Sra. Martins e Antônio ficaram boquiabertos diante daquela cena de confusão.
Mário, incomodado pelo barulho, saiu correndo para ver o que estava acontecendo. Ao deparar-se com aquele tumulto, levou um susto tão grande que só não caiu graças ao velho empregado ao seu lado, que o segurou a tempo.
"O que... o que está acontecendo aqui?" O velho senhor levou a mão ao peito, o rosto pálido.

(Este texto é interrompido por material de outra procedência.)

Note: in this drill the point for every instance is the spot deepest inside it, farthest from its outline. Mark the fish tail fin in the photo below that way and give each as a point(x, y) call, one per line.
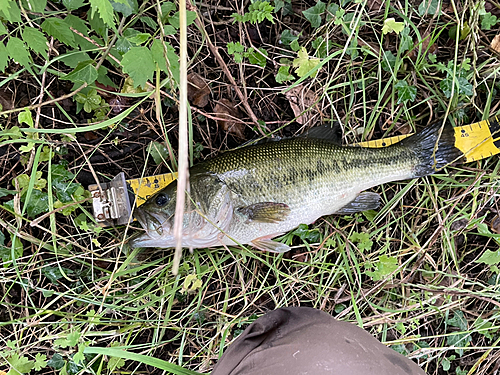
point(435, 148)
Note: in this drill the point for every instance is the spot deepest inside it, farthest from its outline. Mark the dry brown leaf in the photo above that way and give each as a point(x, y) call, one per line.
point(301, 98)
point(198, 90)
point(495, 43)
point(227, 116)
point(375, 5)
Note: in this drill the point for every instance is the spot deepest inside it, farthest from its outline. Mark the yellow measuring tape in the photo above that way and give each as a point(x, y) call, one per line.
point(477, 141)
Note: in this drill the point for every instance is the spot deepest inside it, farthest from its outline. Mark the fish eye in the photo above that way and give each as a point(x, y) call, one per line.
point(161, 200)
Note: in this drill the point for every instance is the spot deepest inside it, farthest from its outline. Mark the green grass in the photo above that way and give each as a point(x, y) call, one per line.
point(409, 273)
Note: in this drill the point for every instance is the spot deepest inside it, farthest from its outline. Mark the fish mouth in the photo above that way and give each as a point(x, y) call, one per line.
point(155, 224)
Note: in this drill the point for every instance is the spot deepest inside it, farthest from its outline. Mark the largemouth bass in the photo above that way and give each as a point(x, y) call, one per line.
point(255, 193)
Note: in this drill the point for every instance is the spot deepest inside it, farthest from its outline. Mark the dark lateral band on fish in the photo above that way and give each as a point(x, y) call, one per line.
point(253, 194)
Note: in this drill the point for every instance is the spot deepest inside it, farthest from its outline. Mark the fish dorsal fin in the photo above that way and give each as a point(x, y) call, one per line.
point(363, 202)
point(265, 212)
point(326, 132)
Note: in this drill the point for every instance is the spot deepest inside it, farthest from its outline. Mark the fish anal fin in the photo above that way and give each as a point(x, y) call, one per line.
point(363, 202)
point(265, 212)
point(269, 245)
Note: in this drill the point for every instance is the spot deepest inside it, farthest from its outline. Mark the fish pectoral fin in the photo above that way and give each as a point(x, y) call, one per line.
point(363, 202)
point(265, 212)
point(271, 246)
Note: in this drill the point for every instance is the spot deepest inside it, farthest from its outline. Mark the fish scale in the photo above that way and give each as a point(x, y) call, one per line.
point(252, 194)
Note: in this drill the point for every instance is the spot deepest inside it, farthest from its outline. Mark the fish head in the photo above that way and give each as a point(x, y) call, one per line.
point(156, 217)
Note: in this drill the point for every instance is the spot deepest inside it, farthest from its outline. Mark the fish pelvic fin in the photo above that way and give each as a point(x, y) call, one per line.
point(434, 147)
point(265, 212)
point(363, 202)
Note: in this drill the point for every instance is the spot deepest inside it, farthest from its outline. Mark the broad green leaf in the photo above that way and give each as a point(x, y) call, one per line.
point(257, 58)
point(72, 58)
point(105, 10)
point(85, 71)
point(73, 4)
point(73, 338)
point(103, 77)
point(488, 21)
point(362, 240)
point(233, 48)
point(303, 63)
point(405, 92)
point(25, 117)
point(390, 25)
point(97, 24)
point(139, 64)
point(464, 87)
point(169, 30)
point(383, 268)
point(158, 55)
point(18, 52)
point(40, 361)
point(331, 10)
point(123, 45)
point(10, 10)
point(91, 100)
point(139, 38)
point(190, 17)
point(35, 40)
point(57, 361)
point(80, 25)
point(34, 5)
point(19, 364)
point(149, 22)
point(60, 30)
point(314, 13)
point(166, 8)
point(287, 37)
point(79, 357)
point(126, 7)
point(489, 257)
point(284, 74)
point(4, 57)
point(38, 203)
point(428, 7)
point(388, 61)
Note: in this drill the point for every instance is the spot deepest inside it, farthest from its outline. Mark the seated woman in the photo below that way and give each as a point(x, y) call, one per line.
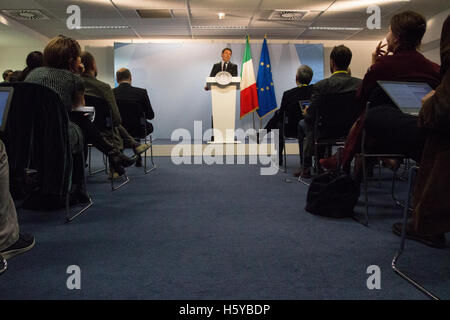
point(388, 129)
point(431, 217)
point(62, 63)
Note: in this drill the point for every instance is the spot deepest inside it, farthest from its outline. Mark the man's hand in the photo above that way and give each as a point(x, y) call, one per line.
point(379, 52)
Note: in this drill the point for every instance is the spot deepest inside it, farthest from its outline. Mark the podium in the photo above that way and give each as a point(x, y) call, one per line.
point(223, 96)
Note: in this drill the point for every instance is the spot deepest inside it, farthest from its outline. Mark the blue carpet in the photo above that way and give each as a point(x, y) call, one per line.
point(217, 232)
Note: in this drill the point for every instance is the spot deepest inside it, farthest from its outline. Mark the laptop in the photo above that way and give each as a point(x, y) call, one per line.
point(6, 94)
point(406, 95)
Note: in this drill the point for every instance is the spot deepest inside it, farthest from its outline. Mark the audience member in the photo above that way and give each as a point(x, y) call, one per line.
point(125, 91)
point(291, 109)
point(94, 87)
point(62, 64)
point(12, 242)
point(339, 82)
point(431, 217)
point(16, 76)
point(6, 75)
point(388, 129)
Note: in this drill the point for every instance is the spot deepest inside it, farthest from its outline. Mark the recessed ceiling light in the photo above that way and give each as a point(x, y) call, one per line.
point(103, 27)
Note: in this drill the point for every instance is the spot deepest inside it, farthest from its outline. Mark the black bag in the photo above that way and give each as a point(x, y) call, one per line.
point(332, 194)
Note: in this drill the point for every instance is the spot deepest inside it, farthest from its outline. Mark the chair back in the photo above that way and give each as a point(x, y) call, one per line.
point(133, 117)
point(36, 137)
point(337, 115)
point(103, 115)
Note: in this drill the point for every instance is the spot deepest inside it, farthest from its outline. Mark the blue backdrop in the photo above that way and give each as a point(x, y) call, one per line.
point(174, 76)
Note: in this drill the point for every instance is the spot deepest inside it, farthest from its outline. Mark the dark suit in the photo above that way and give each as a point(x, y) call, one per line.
point(126, 91)
point(338, 83)
point(231, 68)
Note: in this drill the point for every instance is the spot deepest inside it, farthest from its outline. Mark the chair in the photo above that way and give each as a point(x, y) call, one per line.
point(135, 122)
point(104, 122)
point(412, 174)
point(37, 143)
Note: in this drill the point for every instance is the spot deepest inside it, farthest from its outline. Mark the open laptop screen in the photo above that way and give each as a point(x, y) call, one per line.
point(406, 95)
point(5, 100)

Antônio apressou-se a avançar: "Pai, aconteceu um problema em casa. O senhor não se preocupe, volte para o seu quarto e descanse."
O velho empregado também aconselhou: "Senhor, sua saúde é mais importante. Vamos, por favor, voltamos para dentro."

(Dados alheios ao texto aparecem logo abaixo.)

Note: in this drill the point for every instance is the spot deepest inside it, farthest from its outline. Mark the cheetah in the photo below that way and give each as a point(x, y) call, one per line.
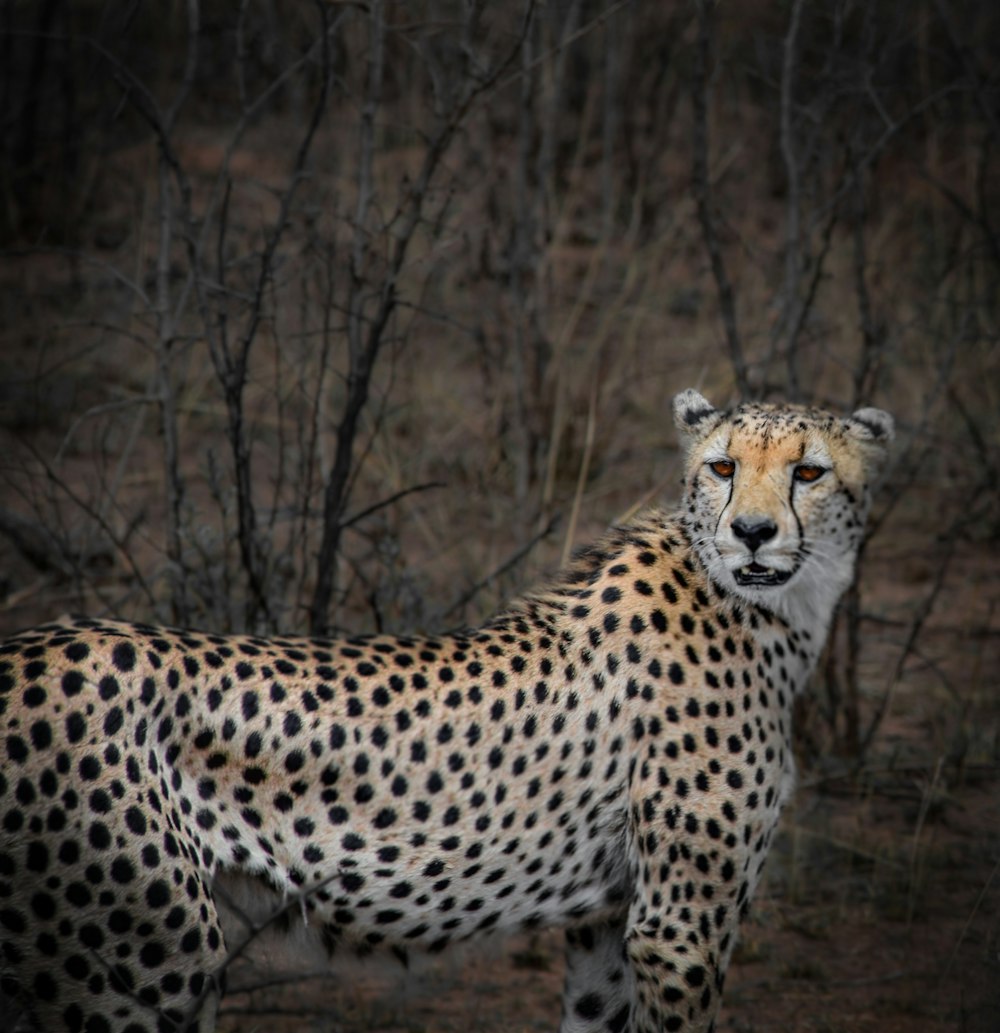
point(608, 755)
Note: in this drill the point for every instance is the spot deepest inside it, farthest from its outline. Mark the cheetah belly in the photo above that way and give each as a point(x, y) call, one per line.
point(452, 884)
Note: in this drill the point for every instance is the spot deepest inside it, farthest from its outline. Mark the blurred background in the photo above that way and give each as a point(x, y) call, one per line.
point(322, 316)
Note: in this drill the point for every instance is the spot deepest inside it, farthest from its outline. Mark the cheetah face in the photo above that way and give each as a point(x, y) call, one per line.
point(776, 498)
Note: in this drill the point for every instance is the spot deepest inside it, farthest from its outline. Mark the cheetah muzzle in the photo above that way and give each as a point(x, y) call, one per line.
point(610, 754)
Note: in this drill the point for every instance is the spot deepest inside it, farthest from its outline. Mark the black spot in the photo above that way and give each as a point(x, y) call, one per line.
point(123, 657)
point(589, 1006)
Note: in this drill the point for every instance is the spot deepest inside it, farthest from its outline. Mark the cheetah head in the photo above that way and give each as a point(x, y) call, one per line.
point(776, 498)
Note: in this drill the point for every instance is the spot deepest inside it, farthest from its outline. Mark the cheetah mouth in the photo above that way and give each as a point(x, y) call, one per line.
point(756, 575)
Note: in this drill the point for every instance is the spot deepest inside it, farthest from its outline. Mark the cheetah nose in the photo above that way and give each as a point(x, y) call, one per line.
point(754, 531)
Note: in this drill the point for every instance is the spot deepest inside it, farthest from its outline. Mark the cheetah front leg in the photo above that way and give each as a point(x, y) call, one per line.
point(599, 988)
point(679, 940)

Amparado pelos dois, o velho senhor ia caminhando de volta para dentro da casa, olhando para trás, para o caos na porta. "Que vergonha! Que vergonha!"
Depois de acalmar o velho senhor, Antônio voltou para a porta, o rosto fechado, e gritou para a multidão: "Todo mundo para trás! Não venham fazer bagunça aqui!"
No entanto, ninguém lhe deu atenção, e o tumulto continuou.
Sra. Martins estava de lado, envergonhada e irritada. "E agora, o que vamos fazer?"
Antônio cerrou os dentes. "Vou chamar os seguranças!"
Logo, os seguranças chegaram às pressas, mas diante de uma multidão tão grande, até eles ficaram meio perdidos. Depois de muito esforço, conseguiram dispersar parte dos presentes, mas ainda assim muitos se recusavam a sair.
"Sra. Martins, a senhora não pode voltar atrás com sua palavra!"
"Todos nós vimos o anúncio!"
Sra. Martins ficou furiosa. "Que anúncio? Aquilo é tudo mentira! Se vocês não saírem, não me responsabilizo pelo que pode acontecer!"
Mas o repórter insistiu: "Então por que esse anúncio apareceu? Dizem que a Família Martins tem dez gerações de filhos únicos. Sra. Martins quer ter outro filho? Por que não com o Sr. Martins, e sim com um rapaz mais novo? O relacionamento de vocês teve problemas?"
Sra. Martins ficou tão irritada que nem conseguiu responder. Antônio puxou-a para dentro de casa. "Não ligue para eles, vamos entrar e pensar em uma solução."
Sra. Martins virou-se e gritou para o repórter: "Se continuar inventando, vou processá-lo por difamação!"
De volta à casa, Antônio e Sra. Martins ficaram em silêncio. Depois de toda aquela confusão, a multidão finalmente começou a dispersar, trazendo um pouco de paz ao exterior.
"Precisamos descobrir quem fez isso, não podemos deixar barato!" Mário disse com o rosto sério.
Sra. Martins andava de um lado para o outro na sala, o peito arfando. "É óbvio que alguém quer me prejudicar, destruir minha reputação. Se isso se espalhar, como vou mostrar a cara em público?"
Antônio suspirou. "Agora não adianta reclamar, a confusão já está armada lá fora."